Montenegro is no stranger to grand investment announcements, but few have generated as much intrigue as the news that Dubai Square Mall — a mega-project valued at 49 billion dollars globally, with a Montenegrin extension planned as part of regional expansion — could break ground within three years. The announcement, widely circulated on Analitika, local business portals and social media, has sparked reactions ranging from enthusiasm to anxiety. The project has become a lens through which Montenegro’s complicated relationship with foreign investment, urban development, and economic dependency can be examined.
For many, the news signals opportunity. Montenegro’s economy has long depended on external capital, especially in real estate, tourism and construction. A project of this scale carries obvious attractions: construction jobs, retail employment, increased tax revenue, new supply-chain networks, and a symbolic association with one of the world’s most ambitious retail conglomerates. In a region where high-value private investment is inconsistent, the arrival of a global developer can be interpreted as validation — a sign that Montenegro is seen as stable, safe, EU-oriented and increasingly desirable.
But beneath the surface enthusiasm lie deeper concerns — concerns that have become familiar to Montenegro in the past 15 years of foreign-investment-driven development. Locals question whether a mega-mall fits the urban scale or social needs of their cities. Some warn that the country risks becoming an “investment playground” where foreign developers shape urban identity while municipal authorities scramble to adjust infrastructure retroactively. And many ask, with rising frustration, whether such projects truly generate long-term value for Montenegrins — or merely contribute to speculative, consumption-driven growth that inflates real-estate prices while widening inequality.
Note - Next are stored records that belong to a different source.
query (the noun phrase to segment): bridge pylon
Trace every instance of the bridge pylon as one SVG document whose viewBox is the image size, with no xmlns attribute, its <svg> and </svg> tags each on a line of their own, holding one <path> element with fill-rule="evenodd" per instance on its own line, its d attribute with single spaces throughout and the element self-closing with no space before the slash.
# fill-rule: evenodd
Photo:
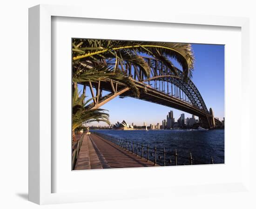
<svg viewBox="0 0 256 209">
<path fill-rule="evenodd" d="M 213 113 L 213 111 L 212 110 L 211 107 L 210 108 L 210 110 L 209 112 L 211 116 L 209 118 L 210 128 L 214 128 L 216 127 L 216 125 L 215 124 L 215 120 L 214 119 L 214 114 Z"/>
</svg>

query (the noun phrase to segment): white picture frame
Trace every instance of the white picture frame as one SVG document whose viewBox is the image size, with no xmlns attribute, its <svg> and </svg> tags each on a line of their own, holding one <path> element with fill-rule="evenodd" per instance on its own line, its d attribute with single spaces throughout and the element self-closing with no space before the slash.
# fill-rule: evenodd
<svg viewBox="0 0 256 209">
<path fill-rule="evenodd" d="M 126 192 L 119 192 L 107 188 L 100 188 L 101 191 L 53 193 L 53 182 L 56 179 L 53 177 L 52 170 L 55 166 L 53 164 L 51 156 L 54 151 L 52 149 L 52 86 L 54 81 L 52 79 L 51 42 L 52 17 L 79 18 L 132 20 L 142 22 L 154 23 L 154 24 L 165 23 L 177 24 L 188 24 L 193 26 L 212 26 L 236 27 L 241 28 L 242 66 L 242 83 L 238 89 L 241 98 L 243 99 L 242 105 L 249 106 L 249 20 L 248 18 L 209 16 L 207 15 L 185 15 L 184 14 L 165 15 L 152 17 L 149 14 L 134 14 L 132 16 L 115 14 L 115 13 L 97 14 L 89 10 L 84 13 L 79 7 L 67 7 L 40 5 L 31 7 L 29 10 L 29 200 L 40 204 L 76 202 L 97 200 L 108 200 L 123 198 L 155 197 L 167 194 L 179 193 L 183 195 L 182 187 L 187 187 L 191 191 L 197 190 L 198 188 L 204 192 L 230 192 L 234 190 L 240 192 L 249 191 L 249 133 L 243 132 L 239 140 L 241 143 L 239 160 L 246 162 L 241 165 L 241 175 L 233 182 L 216 182 L 216 184 L 202 183 L 184 184 L 181 187 L 154 185 L 148 187 L 132 189 L 129 188 Z M 133 24 L 132 22 L 130 24 Z M 87 38 L 87 37 L 84 37 Z M 94 38 L 94 37 L 89 37 Z M 243 94 L 242 92 L 244 92 Z M 249 108 L 243 108 L 241 120 L 246 119 L 249 115 Z M 225 118 L 228 121 L 228 118 Z M 246 125 L 239 124 L 237 129 L 242 132 L 246 128 Z M 247 126 L 248 124 L 247 124 Z M 244 159 L 246 160 L 243 160 Z M 167 172 L 168 168 L 162 168 L 161 172 Z M 182 168 L 181 169 L 186 169 Z M 214 170 L 213 167 L 211 169 Z M 126 171 L 125 171 L 126 170 Z M 128 172 L 126 170 L 123 172 Z M 101 171 L 97 171 L 97 172 Z M 120 172 L 117 170 L 111 172 Z M 144 172 L 145 171 L 143 171 Z M 196 172 L 196 171 L 195 171 Z M 85 175 L 87 175 L 85 173 Z M 121 186 L 120 186 L 121 187 Z M 115 190 L 118 187 L 115 187 Z M 200 190 L 200 189 L 199 189 Z M 132 191 L 132 192 L 131 192 Z M 107 195 L 104 194 L 108 193 Z M 125 193 L 125 192 L 127 192 Z M 114 194 L 115 195 L 113 195 Z M 124 194 L 126 194 L 125 196 Z"/>
</svg>

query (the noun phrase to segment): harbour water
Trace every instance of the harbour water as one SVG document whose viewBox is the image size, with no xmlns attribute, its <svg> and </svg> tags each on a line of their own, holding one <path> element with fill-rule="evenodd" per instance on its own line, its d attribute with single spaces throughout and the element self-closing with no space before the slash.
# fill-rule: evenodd
<svg viewBox="0 0 256 209">
<path fill-rule="evenodd" d="M 178 164 L 189 164 L 190 153 L 194 161 L 193 164 L 215 164 L 224 163 L 224 130 L 92 130 L 104 134 L 125 139 L 131 143 L 143 143 L 159 150 L 165 149 L 166 152 L 174 153 L 175 150 L 180 156 Z M 173 156 L 166 156 L 173 165 Z"/>
</svg>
The debate is most intense in Podgorica and coastal municipalities, where public infrastructure already struggles to keep pace with rapid population inflows. Montenegro’s transport corridors, utilities networks and zoning regimes are patchwork systems stretched by seasonal tourism, construction booms and uneven planning. A mega-mall may stimulate economic activity, but it also places immense pressure on road networks, water supply, waste-management systems and public mobility.
Urban planners interviewed by local portals argue that Montenegro cannot continue approving large-scale developments without a coherent national urban strategy. Past experience — from Budva’s chaotic waterfront growth to Tivat’s ultra-high-end enclaves — demonstrates the cost of ad-hoc zoning. Developers build efficiently; governments catch up inefficiently. The result is a pattern of uncoordinated urban expansion that benefits investors in the short term but burdens municipalities in the long term.
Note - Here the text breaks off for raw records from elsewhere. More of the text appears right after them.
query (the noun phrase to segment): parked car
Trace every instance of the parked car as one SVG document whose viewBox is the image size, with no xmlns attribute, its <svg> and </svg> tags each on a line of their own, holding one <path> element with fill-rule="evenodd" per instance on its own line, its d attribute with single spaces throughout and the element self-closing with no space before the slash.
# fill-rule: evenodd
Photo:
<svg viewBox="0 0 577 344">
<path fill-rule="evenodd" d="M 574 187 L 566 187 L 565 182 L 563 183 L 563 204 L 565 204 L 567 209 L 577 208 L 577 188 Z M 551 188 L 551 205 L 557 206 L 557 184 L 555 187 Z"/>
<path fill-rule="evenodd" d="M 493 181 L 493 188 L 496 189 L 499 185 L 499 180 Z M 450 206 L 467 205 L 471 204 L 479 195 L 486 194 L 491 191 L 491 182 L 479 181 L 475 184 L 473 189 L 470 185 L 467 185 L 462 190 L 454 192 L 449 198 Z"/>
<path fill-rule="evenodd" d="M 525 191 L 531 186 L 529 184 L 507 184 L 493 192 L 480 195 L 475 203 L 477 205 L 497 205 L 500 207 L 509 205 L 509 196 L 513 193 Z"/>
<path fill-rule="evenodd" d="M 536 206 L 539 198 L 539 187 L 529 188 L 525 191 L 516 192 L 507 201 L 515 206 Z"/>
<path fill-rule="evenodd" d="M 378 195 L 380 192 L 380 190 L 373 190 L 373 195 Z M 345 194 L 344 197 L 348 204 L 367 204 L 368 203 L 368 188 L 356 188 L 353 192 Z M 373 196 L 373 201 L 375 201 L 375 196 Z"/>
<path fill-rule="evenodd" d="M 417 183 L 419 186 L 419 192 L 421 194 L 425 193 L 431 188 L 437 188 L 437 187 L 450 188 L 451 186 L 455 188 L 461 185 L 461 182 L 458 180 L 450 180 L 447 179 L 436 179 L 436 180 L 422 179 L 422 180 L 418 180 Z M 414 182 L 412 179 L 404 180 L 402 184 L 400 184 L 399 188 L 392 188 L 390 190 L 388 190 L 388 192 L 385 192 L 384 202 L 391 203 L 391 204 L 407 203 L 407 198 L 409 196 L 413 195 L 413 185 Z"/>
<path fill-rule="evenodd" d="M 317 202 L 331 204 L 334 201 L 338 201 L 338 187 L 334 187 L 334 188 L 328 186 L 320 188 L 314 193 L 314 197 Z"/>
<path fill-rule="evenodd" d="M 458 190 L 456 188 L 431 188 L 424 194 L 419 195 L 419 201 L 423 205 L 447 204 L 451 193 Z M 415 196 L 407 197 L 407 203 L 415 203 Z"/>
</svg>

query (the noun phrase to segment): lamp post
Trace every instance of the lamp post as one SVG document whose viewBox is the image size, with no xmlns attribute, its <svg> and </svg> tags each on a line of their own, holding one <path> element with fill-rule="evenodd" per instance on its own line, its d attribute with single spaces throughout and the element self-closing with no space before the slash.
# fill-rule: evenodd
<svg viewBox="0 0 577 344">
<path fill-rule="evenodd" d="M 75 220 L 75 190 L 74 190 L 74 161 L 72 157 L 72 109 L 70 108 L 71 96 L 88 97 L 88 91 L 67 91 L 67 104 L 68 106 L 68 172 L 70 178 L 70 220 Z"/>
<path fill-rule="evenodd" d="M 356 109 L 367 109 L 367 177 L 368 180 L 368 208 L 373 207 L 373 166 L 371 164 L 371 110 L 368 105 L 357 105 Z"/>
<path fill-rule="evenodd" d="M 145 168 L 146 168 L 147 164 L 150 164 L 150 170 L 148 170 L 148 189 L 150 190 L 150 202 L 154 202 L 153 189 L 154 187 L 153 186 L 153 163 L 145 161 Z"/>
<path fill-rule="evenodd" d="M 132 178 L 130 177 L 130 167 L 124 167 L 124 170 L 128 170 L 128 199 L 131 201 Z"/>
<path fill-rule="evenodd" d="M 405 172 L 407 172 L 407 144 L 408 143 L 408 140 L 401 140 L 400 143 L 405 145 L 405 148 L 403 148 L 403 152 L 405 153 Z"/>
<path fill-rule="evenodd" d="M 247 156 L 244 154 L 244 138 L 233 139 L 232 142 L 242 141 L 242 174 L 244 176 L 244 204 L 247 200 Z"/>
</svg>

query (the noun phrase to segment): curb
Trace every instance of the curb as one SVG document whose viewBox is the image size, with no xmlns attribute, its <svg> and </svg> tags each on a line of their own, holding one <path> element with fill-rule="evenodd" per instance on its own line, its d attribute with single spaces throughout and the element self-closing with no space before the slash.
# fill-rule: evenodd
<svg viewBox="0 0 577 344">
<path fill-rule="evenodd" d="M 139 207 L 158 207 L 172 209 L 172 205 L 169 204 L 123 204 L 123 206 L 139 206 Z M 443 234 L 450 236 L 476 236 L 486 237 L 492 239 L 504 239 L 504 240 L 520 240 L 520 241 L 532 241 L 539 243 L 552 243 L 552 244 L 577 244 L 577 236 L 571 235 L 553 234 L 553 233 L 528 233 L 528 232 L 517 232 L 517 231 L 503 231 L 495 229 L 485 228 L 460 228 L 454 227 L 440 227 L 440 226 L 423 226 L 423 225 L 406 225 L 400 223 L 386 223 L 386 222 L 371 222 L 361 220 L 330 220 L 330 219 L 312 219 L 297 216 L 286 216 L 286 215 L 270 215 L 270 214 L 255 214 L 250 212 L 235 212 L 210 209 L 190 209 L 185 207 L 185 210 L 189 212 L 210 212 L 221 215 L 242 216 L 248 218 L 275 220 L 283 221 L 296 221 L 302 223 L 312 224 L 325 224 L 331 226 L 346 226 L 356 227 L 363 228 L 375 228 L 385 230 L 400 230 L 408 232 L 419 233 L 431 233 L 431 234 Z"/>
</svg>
Environmental concerns also loom large. Montenegro markets itself as an ecological state, yet major developments often test the country’s ability to enforce environmental standards. A mall of this scale will require vast land use, constant resource input, and new transport infrastructure — all of which may clash with Montenegro’s fragile ecological balance. Activists argue that while hotels, ports and tourism villages at least align with the national strategy of “sustainable high-end tourism,” a mega-mall risks being the wrong model at the wrong time.
Then there is the retail question. Montenegro’s domestic retail ecosystem is small and already dominated by foreign brands, with limited space for local producers. A mega-mall threatens to accelerate this trend. Small businesses fear displacement. Local manufacturers and artisans fear being priced out of premium retail spaces. Economists warn that without protective policies or local-sourcing requirements, such developments funnel profits outbound, not into Montenegro’s productive base.
Yet supporters counter that Montenegro cannot afford to be selective. The economy needs diversification beyond tourism and real estate. Retail development, logistics, entertainment and services can create thousands of jobs and broaden the economic structure. They point to success stories such as Podgorica’s Delta City 15 years ago — initially controversial, now a fixture of the city’s economy and social life.
What the Dubai Square Mall debate exposes is a deeper tension: Montenegro wants investment, but not dependency; growth, but not distortion; modernisation, but not identity loss.
The country’s challenge is not whether to accept or reject foreign mega-projects — but how to integrate them into a development framework that strengthens Montenegro rather than stretches its limits. This means zoning reform, environmental enforcement, infrastructure planning, and clear rules around local-participation requirements.
If Montenegro embraces this project strategically — with transparency, regulation and long-term vision — a mega-mall could anchor new jobs and new urban opportunities. But if it is rushed, politicised or poorly integrated, it risks becoming another symbol of unbalanced development: a shiny monument towering above unresolved local problems.
The project’s next steps will reveal which path Montenegro intends to take.